Jane was making Gomer’s lunch. The kid had still been awake when Merrily had got in around 5.45 a.m. Neither of them had really slept after that.

‘Er… yeah.’ Frannie Bliss sounded doubtful. ‘We will be talking to Mr Parry again at some stage, obviously. Though I’ve gorra tell yer it might be less easy than he thinks to prove that Roddy Lodge torched his yard.’

‘And, besides, you’ve got something more important, now?’

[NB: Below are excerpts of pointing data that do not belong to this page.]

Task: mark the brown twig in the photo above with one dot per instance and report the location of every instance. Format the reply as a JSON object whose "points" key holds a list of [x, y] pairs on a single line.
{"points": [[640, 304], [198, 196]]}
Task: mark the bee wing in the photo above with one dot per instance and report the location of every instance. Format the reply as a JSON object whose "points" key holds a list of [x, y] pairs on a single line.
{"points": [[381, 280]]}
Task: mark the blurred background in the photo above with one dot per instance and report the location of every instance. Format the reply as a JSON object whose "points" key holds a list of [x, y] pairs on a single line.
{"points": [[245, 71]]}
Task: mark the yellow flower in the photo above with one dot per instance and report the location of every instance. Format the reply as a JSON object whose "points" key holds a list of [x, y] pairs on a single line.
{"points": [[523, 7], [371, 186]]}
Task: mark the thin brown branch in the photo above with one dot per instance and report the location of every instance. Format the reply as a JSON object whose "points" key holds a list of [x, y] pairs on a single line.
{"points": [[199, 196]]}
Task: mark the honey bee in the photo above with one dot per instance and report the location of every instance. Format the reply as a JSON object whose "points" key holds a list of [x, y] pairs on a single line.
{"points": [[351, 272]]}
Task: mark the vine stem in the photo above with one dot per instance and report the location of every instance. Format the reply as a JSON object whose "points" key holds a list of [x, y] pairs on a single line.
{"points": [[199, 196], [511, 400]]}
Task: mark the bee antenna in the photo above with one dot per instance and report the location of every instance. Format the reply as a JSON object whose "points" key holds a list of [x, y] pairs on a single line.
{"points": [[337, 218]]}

Bliss looked pained. ‘Don’t put it like that . I know the lad’s dead, and I’m not saying it wasn’t down to Roddy. But while he’s still dodging around Lynsey Davies, he’s flatly denying the bloody fire. Says Parry’s three sheets in the wind, gorra grudge, professional rivalry, all this kind of shite. Roddy is indeed very ‘proud of his professional standing – among other things. Could be Forensics’ll find traces of combustibles on his clobber, but meanwhile, all I’m saying is, let’s get him sewn up on the easy one first, then see what else we can discuss with him. It’s been a long night, Merrily.’

‘What about DNA?’

‘After a fire?’

‘But you’ve charged him.’

‘Er… no. No, I haven’t. Not yet.’

‘Oh?’

‘I want it in the papers,’ Bliss said. ‘If he’s charged, it’s sub judice and the clamps go down. I want it splurged all over the papers, radio, TV, the lot, that we’ve found a woman’s body under a new-fangled septic tank and that a thirty-five-year-old man is helping with inquiries. I want people to think about it and talk about it. Not just in the village. I want the name Efflapure in the public domain.’

‘I’m sorry…’ She poured another coffee for herself, maybe thinking it would attune her to Bliss’s wavelength. ‘Why?’

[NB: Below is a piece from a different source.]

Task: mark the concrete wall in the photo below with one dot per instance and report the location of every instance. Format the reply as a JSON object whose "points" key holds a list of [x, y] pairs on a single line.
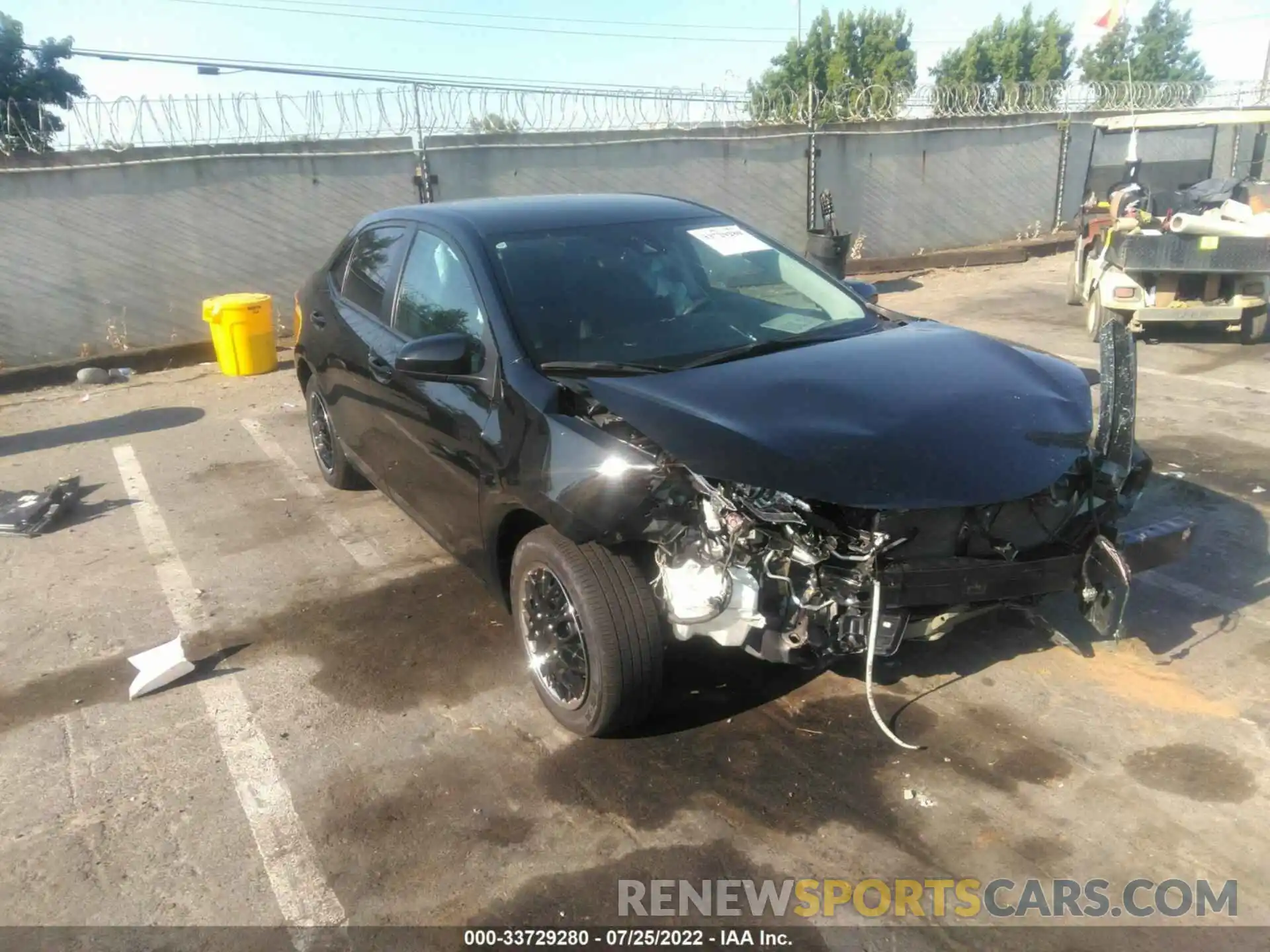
{"points": [[757, 175], [937, 184], [139, 239]]}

‘’Cause Roddy works over a wide area.’

‘Yes.’ I done tanks for all the nobs all over the Three Counties and down into Wales. I done Prince Charles’s fuckin’ sewage over at Highgrove .

‘See, what I’m looking for, Merrily, is a full list of all the Efflapures or anything else he’s put in. We’ve got his books, but we all know that, with a bloke like Roddy, they won’t all be down on paper for the taxman. I want to know exactly where he’s been.’